Empezó a gestarse el día que encontré mi bola de la suerte. Se cayó hace no se cuanto tras una cómoda (no se por que digo cómoda, esa palabra me hace pensar en un mueble antiguo, de caoba y tiradores dorados, y mi cómoda no es más que una cajonera MALM de IKEA que, eso si, monté yo solita y a la primera). Escondida tras los cajones, rodeada de pelos de perro se salvó de ir a parar junto con todos mis supuestos amuletos al botín del caco que me robó la plancha. Es una bola que robé (nadie es inocente del todo) una noche a altas horas de la madrugada de un bar de diseño en que ya en su día cobraban 800 pelas pelas por un cubata (así que también eran ya entonces un poco ladrones, creo que siguen y van por los 10€ la copa). Había un bol lleno. Llamaba la atención, y mi amigo y yo, encaprichados de los reflejos del nácar (y un poco borrachos y acaramelados) camuflamos un par en nuestros habanas colas. Siempre bebo combinados con cola, una suerte, jamás hubiera podido camuflar la bola en un amargo Gin-Tonic.

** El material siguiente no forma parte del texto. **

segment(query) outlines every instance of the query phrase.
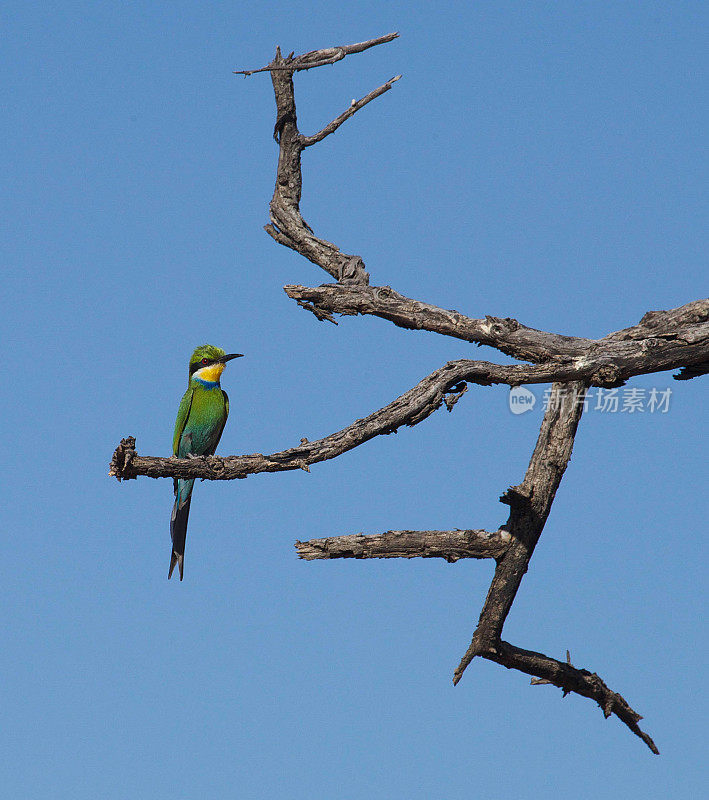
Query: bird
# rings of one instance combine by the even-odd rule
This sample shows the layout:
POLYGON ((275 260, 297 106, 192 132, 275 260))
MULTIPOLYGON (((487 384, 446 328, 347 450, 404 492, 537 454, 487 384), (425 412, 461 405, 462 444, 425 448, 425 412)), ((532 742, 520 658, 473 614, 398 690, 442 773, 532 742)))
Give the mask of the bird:
MULTIPOLYGON (((224 367, 233 358, 242 358, 243 353, 229 353, 220 347, 203 344, 195 349, 189 362, 189 383, 182 396, 175 421, 172 454, 178 458, 196 458, 214 455, 222 438, 229 416, 229 396, 222 389, 219 379, 224 367)), ((173 482, 175 505, 170 518, 170 580, 175 565, 179 568, 180 580, 184 577, 185 538, 187 519, 190 514, 194 478, 175 478, 173 482)))

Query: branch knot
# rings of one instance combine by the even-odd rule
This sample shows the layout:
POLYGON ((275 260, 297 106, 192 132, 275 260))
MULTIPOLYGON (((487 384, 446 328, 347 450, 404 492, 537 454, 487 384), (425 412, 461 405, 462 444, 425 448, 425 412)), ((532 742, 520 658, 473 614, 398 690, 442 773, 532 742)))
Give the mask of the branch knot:
POLYGON ((340 258, 339 282, 345 285, 369 285, 369 273, 364 268, 361 256, 343 256, 340 258))
POLYGON ((594 386, 610 388, 622 386, 625 381, 621 377, 620 370, 615 364, 603 364, 591 375, 591 383, 594 386))

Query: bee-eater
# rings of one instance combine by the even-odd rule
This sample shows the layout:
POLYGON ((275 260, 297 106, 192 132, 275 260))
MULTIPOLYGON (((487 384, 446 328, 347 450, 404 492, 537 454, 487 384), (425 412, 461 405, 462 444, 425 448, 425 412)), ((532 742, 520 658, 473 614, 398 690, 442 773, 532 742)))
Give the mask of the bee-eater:
MULTIPOLYGON (((241 358, 243 353, 227 355, 224 350, 211 344, 198 347, 189 365, 189 384, 182 397, 175 422, 172 454, 178 458, 213 455, 222 438, 222 431, 229 416, 229 397, 219 385, 227 361, 241 358)), ((175 478, 175 505, 170 519, 172 554, 168 580, 175 564, 183 577, 187 518, 194 478, 175 478)))

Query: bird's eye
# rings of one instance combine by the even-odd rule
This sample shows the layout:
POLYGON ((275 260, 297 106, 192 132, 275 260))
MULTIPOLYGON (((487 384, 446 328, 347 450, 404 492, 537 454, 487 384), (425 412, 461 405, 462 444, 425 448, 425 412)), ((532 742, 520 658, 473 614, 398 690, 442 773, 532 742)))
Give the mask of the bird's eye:
POLYGON ((208 358, 203 358, 202 359, 202 363, 203 364, 209 364, 209 359, 208 358))

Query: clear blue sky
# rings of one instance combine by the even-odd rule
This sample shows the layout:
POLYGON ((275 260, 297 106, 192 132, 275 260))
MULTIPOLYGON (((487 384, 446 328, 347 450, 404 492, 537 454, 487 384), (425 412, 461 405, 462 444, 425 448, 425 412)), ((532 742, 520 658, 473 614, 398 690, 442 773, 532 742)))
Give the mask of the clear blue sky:
MULTIPOLYGON (((196 486, 183 583, 165 455, 192 348, 247 357, 220 452, 271 452, 491 350, 373 318, 318 323, 327 276, 262 230, 275 45, 401 32, 297 77, 313 228, 373 282, 471 316, 600 336, 707 294, 702 2, 6 4, 4 796, 695 798, 707 706, 707 382, 662 413, 583 419, 508 620, 598 671, 652 756, 588 700, 474 663, 489 562, 300 562, 295 539, 495 527, 541 419, 503 387, 312 473, 196 486)), ((542 387, 536 389, 541 398, 542 387)))

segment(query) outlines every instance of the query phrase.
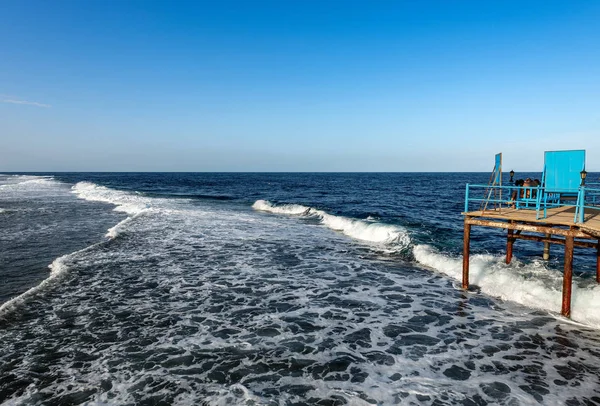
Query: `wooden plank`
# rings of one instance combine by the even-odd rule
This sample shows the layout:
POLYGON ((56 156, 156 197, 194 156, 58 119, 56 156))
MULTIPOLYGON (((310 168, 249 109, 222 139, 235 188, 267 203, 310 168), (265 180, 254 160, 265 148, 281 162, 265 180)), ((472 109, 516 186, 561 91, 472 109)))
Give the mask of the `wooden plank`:
MULTIPOLYGON (((536 211, 532 210, 532 209, 515 209, 515 208, 510 208, 510 207, 505 207, 502 209, 502 212, 498 211, 498 210, 494 210, 494 209, 490 209, 490 210, 486 210, 486 211, 473 211, 473 212, 469 212, 469 213, 478 213, 479 215, 494 215, 495 213, 501 213, 502 215, 505 214, 513 214, 513 215, 517 215, 517 216, 523 216, 526 218, 534 218, 536 217, 536 211)), ((586 209, 585 211, 586 216, 585 216, 585 220, 592 220, 595 218, 598 218, 600 216, 600 209, 586 209)), ((466 214, 466 213, 463 213, 466 214)), ((548 219, 551 219, 552 217, 562 217, 564 216, 565 218, 570 218, 571 222, 573 222, 574 216, 575 216, 575 207, 574 206, 565 206, 565 207, 555 207, 555 208, 551 208, 547 210, 547 218, 546 219, 539 219, 536 221, 539 222, 544 222, 547 221, 548 219)))
POLYGON ((550 225, 533 225, 533 224, 522 224, 522 223, 506 223, 503 221, 492 221, 492 220, 483 220, 483 219, 474 219, 470 217, 465 218, 465 224, 471 224, 474 226, 482 226, 482 227, 493 227, 493 228, 502 228, 502 229, 513 229, 513 230, 522 230, 529 231, 532 233, 541 233, 541 234, 554 234, 561 235, 563 237, 575 237, 575 238, 593 238, 589 234, 583 233, 579 230, 565 230, 563 228, 556 228, 550 225))
POLYGON ((586 226, 581 226, 580 228, 581 228, 581 231, 584 231, 590 235, 593 235, 594 237, 600 238, 600 230, 595 230, 593 228, 586 227, 586 226))
POLYGON ((470 217, 481 217, 489 219, 507 220, 507 221, 524 221, 548 226, 570 226, 581 229, 588 236, 600 237, 600 210, 588 209, 584 223, 574 223, 575 208, 574 207, 559 207, 548 210, 548 216, 545 219, 536 219, 535 210, 516 210, 512 208, 504 208, 502 212, 495 210, 473 211, 463 213, 470 217))

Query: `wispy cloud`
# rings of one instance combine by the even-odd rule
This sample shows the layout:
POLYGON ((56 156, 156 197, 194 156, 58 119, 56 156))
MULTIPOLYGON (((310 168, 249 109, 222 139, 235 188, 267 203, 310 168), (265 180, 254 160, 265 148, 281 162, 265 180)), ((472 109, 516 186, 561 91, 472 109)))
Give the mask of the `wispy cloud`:
POLYGON ((27 106, 44 107, 44 108, 52 107, 49 104, 38 103, 38 102, 28 101, 28 100, 21 100, 17 97, 7 96, 7 95, 3 95, 3 94, 0 94, 0 102, 1 103, 11 103, 11 104, 24 104, 27 106))

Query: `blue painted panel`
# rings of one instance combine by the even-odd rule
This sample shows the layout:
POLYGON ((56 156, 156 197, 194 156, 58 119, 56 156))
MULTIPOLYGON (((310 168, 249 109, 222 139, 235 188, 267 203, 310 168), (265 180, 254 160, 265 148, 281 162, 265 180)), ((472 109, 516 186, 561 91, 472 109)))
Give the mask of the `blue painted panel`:
POLYGON ((585 150, 546 151, 544 155, 546 191, 577 191, 585 168, 585 150))
POLYGON ((502 152, 499 154, 496 154, 495 157, 495 165, 494 165, 494 172, 495 172, 495 179, 494 179, 494 184, 495 185, 501 185, 502 184, 502 152))

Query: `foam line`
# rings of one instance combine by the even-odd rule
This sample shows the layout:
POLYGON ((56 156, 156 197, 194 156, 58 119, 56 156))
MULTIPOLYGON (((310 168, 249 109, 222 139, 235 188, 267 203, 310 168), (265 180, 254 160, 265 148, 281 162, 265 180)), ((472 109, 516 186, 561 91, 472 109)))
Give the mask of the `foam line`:
POLYGON ((391 224, 374 223, 358 219, 350 219, 343 216, 328 214, 323 210, 299 204, 274 205, 268 200, 257 200, 252 207, 255 210, 275 214, 303 215, 316 217, 321 224, 335 231, 341 231, 349 237, 370 241, 398 245, 405 248, 410 244, 408 232, 398 226, 391 224))
POLYGON ((29 185, 48 185, 56 183, 53 176, 29 176, 29 175, 15 175, 14 179, 17 182, 5 183, 0 185, 0 189, 19 189, 29 185))
POLYGON ((23 182, 19 182, 17 183, 17 185, 41 185, 44 183, 48 183, 53 181, 54 178, 51 176, 44 176, 44 177, 40 177, 39 179, 29 179, 29 180, 25 180, 23 182))

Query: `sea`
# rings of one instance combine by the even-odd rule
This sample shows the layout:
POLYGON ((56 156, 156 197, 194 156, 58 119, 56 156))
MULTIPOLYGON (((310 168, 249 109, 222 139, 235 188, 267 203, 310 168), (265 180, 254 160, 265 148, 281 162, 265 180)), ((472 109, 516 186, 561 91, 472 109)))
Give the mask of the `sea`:
POLYGON ((2 174, 0 404, 599 405, 594 250, 571 319, 561 246, 460 287, 489 176, 2 174))

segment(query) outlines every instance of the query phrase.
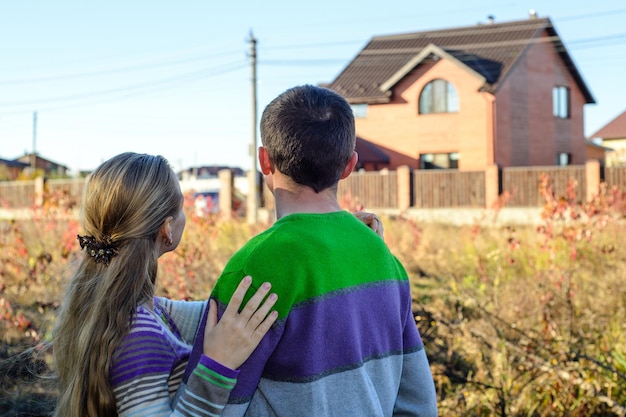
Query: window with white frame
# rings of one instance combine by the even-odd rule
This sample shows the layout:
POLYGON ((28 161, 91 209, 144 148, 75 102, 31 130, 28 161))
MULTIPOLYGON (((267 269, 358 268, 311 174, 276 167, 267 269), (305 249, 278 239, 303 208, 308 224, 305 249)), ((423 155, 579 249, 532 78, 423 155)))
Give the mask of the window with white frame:
POLYGON ((365 119, 367 117, 367 104, 351 104, 352 113, 355 119, 365 119))
POLYGON ((458 112, 459 97, 456 88, 446 80, 432 80, 420 93, 418 111, 419 114, 458 112))
POLYGON ((558 166, 566 166, 572 164, 572 155, 566 152, 561 152, 556 156, 556 164, 558 166))
POLYGON ((420 154, 420 169, 458 169, 459 153, 420 154))
POLYGON ((569 88, 556 86, 552 89, 552 113, 558 119, 569 119, 570 94, 569 88))

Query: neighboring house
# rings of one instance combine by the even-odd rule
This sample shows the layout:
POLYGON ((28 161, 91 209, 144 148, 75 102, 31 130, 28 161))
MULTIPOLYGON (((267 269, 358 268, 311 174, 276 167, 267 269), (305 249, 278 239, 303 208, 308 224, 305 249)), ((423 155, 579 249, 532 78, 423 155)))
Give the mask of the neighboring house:
MULTIPOLYGON (((587 161, 598 161, 601 166, 606 166, 606 161, 610 161, 613 157, 613 149, 604 146, 599 142, 587 141, 587 161)), ((611 165, 609 165, 611 166, 611 165)))
POLYGON ((19 158, 15 159, 15 161, 26 164, 27 168, 30 168, 32 164, 33 156, 35 158, 35 169, 43 171, 45 176, 54 175, 54 176, 63 177, 68 174, 67 172, 69 169, 68 167, 66 167, 65 165, 58 164, 56 162, 52 162, 49 159, 42 158, 37 153, 35 153, 34 155, 32 153, 24 154, 23 156, 20 156, 19 158))
POLYGON ((390 169, 586 161, 595 101, 548 18, 376 36, 324 86, 390 169))
POLYGON ((589 139, 600 141, 602 146, 613 150, 606 155, 606 166, 626 166, 626 111, 592 134, 589 139))
POLYGON ((6 159, 0 159, 0 180, 2 181, 15 181, 25 168, 30 165, 24 164, 19 161, 9 161, 6 159))
POLYGON ((217 178, 220 171, 228 169, 233 173, 235 177, 245 176, 244 170, 241 168, 232 168, 227 166, 219 166, 219 165, 205 165, 205 166, 197 166, 187 168, 178 173, 178 179, 180 180, 194 180, 194 179, 207 179, 207 178, 217 178))

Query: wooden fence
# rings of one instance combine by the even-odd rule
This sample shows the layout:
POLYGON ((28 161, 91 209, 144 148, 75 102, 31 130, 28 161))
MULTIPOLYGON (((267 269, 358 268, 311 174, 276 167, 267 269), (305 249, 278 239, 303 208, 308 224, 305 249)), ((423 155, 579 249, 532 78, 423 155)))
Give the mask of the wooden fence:
POLYGON ((396 171, 355 172, 339 181, 337 195, 345 204, 377 208, 398 206, 398 174, 396 171))
POLYGON ((414 171, 413 196, 415 208, 485 207, 485 173, 414 171))
POLYGON ((509 207, 540 206, 545 199, 539 192, 542 175, 547 176, 555 195, 564 195, 570 181, 575 181, 576 195, 584 200, 587 180, 584 165, 567 167, 524 167, 502 170, 502 191, 511 194, 509 207))
POLYGON ((36 181, 0 181, 0 207, 24 208, 36 204, 36 181))
MULTIPOLYGON (((564 195, 574 181, 576 199, 585 201, 599 190, 600 182, 626 189, 626 167, 602 168, 598 163, 567 167, 515 167, 492 171, 456 170, 355 172, 339 182, 338 196, 344 203, 375 209, 484 208, 502 193, 510 193, 510 207, 543 205, 539 185, 550 181, 556 196, 564 195), (491 174, 490 174, 491 172, 491 174), (491 197, 490 197, 491 196, 491 197)), ((0 207, 24 208, 56 199, 80 204, 84 179, 0 182, 0 207)), ((267 187, 261 201, 273 209, 267 187)))
POLYGON ((607 186, 626 190, 626 168, 606 167, 603 171, 602 178, 607 186))

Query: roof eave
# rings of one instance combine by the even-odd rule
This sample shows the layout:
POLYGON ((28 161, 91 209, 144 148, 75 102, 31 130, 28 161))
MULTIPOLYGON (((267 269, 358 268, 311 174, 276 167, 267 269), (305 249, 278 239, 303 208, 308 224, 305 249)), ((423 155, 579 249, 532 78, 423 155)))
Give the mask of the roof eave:
POLYGON ((415 57, 413 57, 409 62, 407 62, 402 68, 400 68, 395 74, 389 77, 384 83, 380 85, 380 91, 388 92, 390 91, 400 80, 402 80, 409 72, 411 72, 417 65, 423 62, 430 55, 438 56, 442 59, 447 59, 453 64, 457 65, 462 70, 468 72, 474 77, 481 80, 483 83, 487 83, 487 79, 480 73, 474 71, 472 68, 465 65, 463 62, 455 58, 454 56, 447 53, 444 49, 440 48, 435 44, 428 44, 424 49, 422 49, 415 57))
POLYGON ((345 97, 350 104, 385 104, 391 101, 390 97, 345 97))
POLYGON ((576 64, 574 63, 574 60, 570 56, 569 52, 567 52, 565 45, 561 41, 561 37, 557 33, 554 25, 552 25, 552 21, 550 21, 549 19, 548 21, 550 24, 546 26, 546 30, 548 31, 548 34, 550 36, 553 36, 557 39, 556 41, 553 41, 554 47, 556 48, 557 53, 565 63, 565 66, 569 70, 570 74, 574 78, 576 85, 578 85, 578 88, 583 93, 583 96, 585 97, 585 104, 596 104, 596 100, 593 97, 593 94, 591 94, 591 90, 589 89, 589 87, 587 87, 587 83, 585 83, 582 74, 580 73, 580 71, 578 71, 578 68, 576 67, 576 64))

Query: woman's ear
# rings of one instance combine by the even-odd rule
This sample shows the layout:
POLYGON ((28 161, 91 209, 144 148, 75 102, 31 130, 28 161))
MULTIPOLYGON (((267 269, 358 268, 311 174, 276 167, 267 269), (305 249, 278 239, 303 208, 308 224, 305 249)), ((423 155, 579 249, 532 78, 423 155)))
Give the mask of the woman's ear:
POLYGON ((163 224, 159 229, 159 243, 165 246, 170 246, 172 244, 172 227, 170 223, 174 220, 174 217, 167 216, 165 220, 163 220, 163 224))

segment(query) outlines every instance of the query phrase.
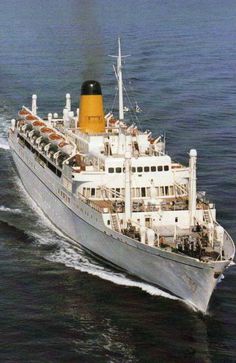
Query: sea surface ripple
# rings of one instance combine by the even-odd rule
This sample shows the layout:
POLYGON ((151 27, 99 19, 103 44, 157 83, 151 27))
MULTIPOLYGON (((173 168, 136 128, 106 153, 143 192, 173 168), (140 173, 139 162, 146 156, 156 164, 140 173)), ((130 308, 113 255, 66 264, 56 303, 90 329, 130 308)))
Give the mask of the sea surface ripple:
POLYGON ((0 362, 236 362, 235 266, 204 316, 114 271, 43 216, 7 143, 33 93, 39 114, 62 113, 95 78, 109 111, 121 36, 139 126, 165 133, 180 162, 198 150, 198 187, 236 240, 235 1, 9 0, 0 24, 0 362))

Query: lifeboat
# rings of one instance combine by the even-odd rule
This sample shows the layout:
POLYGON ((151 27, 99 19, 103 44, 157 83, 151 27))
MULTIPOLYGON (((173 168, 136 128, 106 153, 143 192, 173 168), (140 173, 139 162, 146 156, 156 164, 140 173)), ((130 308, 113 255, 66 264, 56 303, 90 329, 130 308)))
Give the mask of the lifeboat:
POLYGON ((18 112, 18 115, 19 115, 20 117, 25 117, 25 116, 27 116, 27 115, 30 115, 30 112, 29 112, 29 111, 27 111, 25 108, 22 108, 22 109, 18 112))
POLYGON ((64 140, 64 138, 61 135, 56 134, 55 132, 49 135, 50 141, 52 141, 54 144, 59 144, 64 140))
POLYGON ((66 146, 66 145, 68 145, 68 142, 66 142, 66 141, 61 141, 58 144, 58 146, 61 147, 61 148, 64 147, 64 146, 66 146))
POLYGON ((65 154, 70 155, 73 151, 73 146, 68 144, 68 142, 65 141, 59 142, 58 146, 65 154))
POLYGON ((40 132, 43 133, 43 134, 51 134, 53 131, 53 129, 50 129, 50 127, 42 127, 40 129, 40 132))
POLYGON ((33 122, 33 126, 37 129, 40 129, 43 126, 46 127, 46 124, 43 121, 36 120, 33 122))
POLYGON ((37 120, 37 117, 36 117, 36 116, 34 116, 34 115, 32 115, 31 113, 30 113, 30 114, 28 114, 25 118, 26 118, 26 120, 28 120, 28 121, 37 120))

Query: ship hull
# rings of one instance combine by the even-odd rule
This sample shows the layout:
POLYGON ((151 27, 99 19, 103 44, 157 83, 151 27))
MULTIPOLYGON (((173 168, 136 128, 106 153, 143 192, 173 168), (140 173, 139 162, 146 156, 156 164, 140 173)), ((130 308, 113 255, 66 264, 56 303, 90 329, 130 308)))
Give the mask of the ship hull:
MULTIPOLYGON (((214 264, 203 264, 177 254, 142 245, 102 225, 101 215, 82 203, 69 206, 61 200, 60 178, 38 165, 34 155, 19 146, 12 135, 9 140, 13 159, 22 183, 51 222, 73 243, 139 278, 155 284, 205 312, 217 278, 214 264), (51 179, 50 179, 51 178, 51 179)), ((229 261, 217 264, 217 273, 229 261)))

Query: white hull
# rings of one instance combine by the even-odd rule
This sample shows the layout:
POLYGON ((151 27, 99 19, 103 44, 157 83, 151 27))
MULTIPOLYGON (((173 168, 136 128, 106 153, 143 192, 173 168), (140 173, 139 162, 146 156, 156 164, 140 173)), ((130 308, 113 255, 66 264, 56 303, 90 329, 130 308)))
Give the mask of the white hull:
MULTIPOLYGON (((44 214, 76 243, 112 264, 172 292, 205 312, 221 274, 229 261, 202 263, 187 256, 143 245, 112 231, 101 214, 71 194, 70 205, 62 200, 60 178, 43 168, 15 134, 10 135, 13 159, 23 185, 44 214)), ((67 195, 69 195, 68 191, 67 195)))

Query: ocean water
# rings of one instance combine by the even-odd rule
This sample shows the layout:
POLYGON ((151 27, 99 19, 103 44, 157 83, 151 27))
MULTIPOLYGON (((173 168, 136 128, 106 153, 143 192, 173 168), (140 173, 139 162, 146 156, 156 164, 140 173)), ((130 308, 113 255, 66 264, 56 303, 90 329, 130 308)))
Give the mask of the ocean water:
POLYGON ((72 248, 13 168, 7 128, 33 93, 40 114, 62 112, 95 78, 111 109, 118 36, 140 127, 181 162, 198 150, 199 189, 236 240, 235 1, 2 1, 0 362, 236 362, 235 266, 197 313, 72 248))

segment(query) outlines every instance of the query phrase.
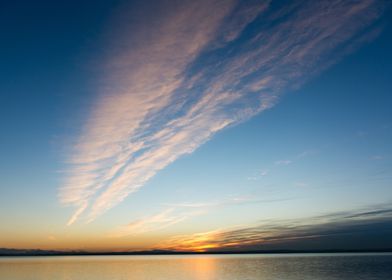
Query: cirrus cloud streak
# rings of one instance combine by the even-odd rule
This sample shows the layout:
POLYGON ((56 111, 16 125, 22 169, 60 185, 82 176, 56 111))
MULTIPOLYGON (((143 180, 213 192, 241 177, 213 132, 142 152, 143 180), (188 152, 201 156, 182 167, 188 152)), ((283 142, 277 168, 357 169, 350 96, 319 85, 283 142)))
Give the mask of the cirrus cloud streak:
POLYGON ((157 6, 118 15, 105 86, 60 189, 61 202, 76 208, 68 224, 95 220, 217 132, 271 108, 374 38, 384 2, 157 6))

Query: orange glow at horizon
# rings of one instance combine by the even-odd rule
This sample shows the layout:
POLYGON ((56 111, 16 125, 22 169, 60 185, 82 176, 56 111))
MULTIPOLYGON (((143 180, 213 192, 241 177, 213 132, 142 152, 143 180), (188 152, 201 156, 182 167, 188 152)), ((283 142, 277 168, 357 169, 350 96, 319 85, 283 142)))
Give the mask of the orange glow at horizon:
POLYGON ((250 244, 254 241, 227 240, 225 232, 221 230, 192 234, 189 236, 175 236, 160 244, 158 249, 207 252, 211 249, 232 248, 239 245, 250 244))

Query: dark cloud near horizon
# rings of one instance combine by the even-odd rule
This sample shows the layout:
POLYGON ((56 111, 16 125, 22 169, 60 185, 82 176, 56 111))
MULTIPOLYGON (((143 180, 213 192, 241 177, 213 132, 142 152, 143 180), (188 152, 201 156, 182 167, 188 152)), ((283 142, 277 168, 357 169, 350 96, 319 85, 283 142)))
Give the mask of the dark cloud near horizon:
POLYGON ((392 208, 382 205, 308 219, 264 222, 254 227, 177 237, 167 245, 169 249, 191 250, 195 246, 208 251, 385 250, 392 248, 392 208), (200 236, 205 240, 192 243, 200 236))
MULTIPOLYGON (((317 217, 315 225, 292 224, 260 226, 244 229, 240 235, 250 233, 257 242, 257 233, 283 231, 277 236, 266 237, 262 244, 245 246, 247 249, 288 250, 355 250, 392 248, 392 209, 375 209, 360 213, 340 213, 317 217), (325 223, 320 220, 328 219, 325 223), (317 224, 319 223, 319 224, 317 224)), ((238 233, 229 234, 236 239, 238 233)), ((241 249, 244 249, 241 248, 241 249)))

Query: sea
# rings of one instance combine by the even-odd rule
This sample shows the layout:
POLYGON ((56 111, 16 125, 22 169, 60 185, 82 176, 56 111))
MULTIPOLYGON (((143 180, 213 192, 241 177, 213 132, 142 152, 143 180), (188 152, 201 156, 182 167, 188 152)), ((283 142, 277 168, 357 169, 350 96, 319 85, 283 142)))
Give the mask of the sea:
POLYGON ((392 254, 0 257, 0 280, 392 280, 392 254))

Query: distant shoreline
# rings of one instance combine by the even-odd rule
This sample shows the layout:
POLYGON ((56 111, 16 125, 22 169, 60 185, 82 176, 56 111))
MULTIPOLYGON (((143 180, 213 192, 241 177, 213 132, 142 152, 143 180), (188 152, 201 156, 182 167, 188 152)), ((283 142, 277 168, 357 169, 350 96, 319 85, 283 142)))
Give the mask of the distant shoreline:
POLYGON ((392 249, 361 250, 257 250, 257 251, 136 251, 136 252, 84 252, 0 249, 0 257, 50 257, 50 256, 165 256, 165 255, 244 255, 244 254, 345 254, 345 253, 392 253, 392 249), (4 250, 5 252, 1 252, 4 250))

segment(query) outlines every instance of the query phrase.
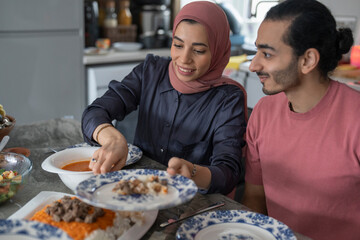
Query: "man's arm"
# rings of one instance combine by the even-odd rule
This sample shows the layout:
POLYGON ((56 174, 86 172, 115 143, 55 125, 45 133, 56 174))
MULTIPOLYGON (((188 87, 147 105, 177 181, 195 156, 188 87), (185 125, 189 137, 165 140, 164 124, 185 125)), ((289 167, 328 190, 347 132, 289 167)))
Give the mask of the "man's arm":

No he encontrado a mi amigo detrás de la cómoda, una lástima, por que guardo muy buen recuerdo y me gustaría saber que fue de su bola. La cuestión es que me guardé la bola en el bolsillo. Y a partir de ese momento a pasar cosas raras. O al menos raras en mi. La primera reacción fue limpiar mi dichosa estantería. Eso suele ocuparme un día entero. Es algo laborioso. Hay que sacar cada libro de su sitio, que puede ser casual o buscado, limpiar el lomo y la cubierta, leer el título y pensar si lo cambio de sitio. Y es que mi estantería es muy jerárquica, en la balda que queda a la altura de os ojos (de los míos, que es mi casa y soy bajita), sólo van los libros especiales. Los que me han hecho reír o llorar de un modo especial. Los que me han hecho pensar y los que me han cambiado de alguna manera. A partir de ahí según el rollo que me den van a una estantería o a otra. Supongo que únicamente alguien “que esté a mi altura” daría con la balda adecuada para hacerse una idea de mi. Así que cada libro lleva su tiempo. Además dentro y entre los libros aparecen recortes de noticias, cartas, fotos, notas mías y de otros que cada vez me hacen sonreír. Y están las cajas, las cajas que no se llevó el caco. Allí están contenidos aunque luchando por salir, mis incipientes Síndrome de Diógenes. Son dos, el que me impide desprenderme de recuerdos olvidados, de viejos diarios, de negativo jamás revelados…y el que junto a todos esos trastos agazapado espera el momento en que me de cuenta de que todo lo que está fuera de esas cajas es mentira. Las cajas podría limpiarlas por fuera sin siquiera moverlas, pero no, las abro y pienso “tendría que tirar todo esto”, y me fumo un cigarro removiendo cositas y las cierro y las vuelvo a colocar en su sitio. Unas veces con una sonrisa boba y otras con una lágrima, boba también, claro.
Una vez acabada la sesión estantería. Siguieron ocurriendo cosas extrañas. Arrastrada por una fuerza desconocida saqué el costurero de su escondite y no sólo me las apañé para coser los botones caídos en los últimos años y chapucear algún descosido, sinó que ordené los hilos por colores. Después fui a hacer la compra y en mi nevera ahora hay algo más que frio. Se la ve mejor, más sana, más animada. Ahí no acabó todo. Después cociné comidas normales a horas normales y siguiendo con los fenómenos alimenticios, saqué la bolsa de ganchitos y la tableta de chocolate que pese a todo se habían colado en el cesto, y ¡no me las acabé de tirón!
Pero ni siquiera esa primera victoria (¿o derrota?) ante los ganchitos y el chocolate es lo más desconcertante es que, sin saber a dónde voy, estoy segura de que voy por el buen camino.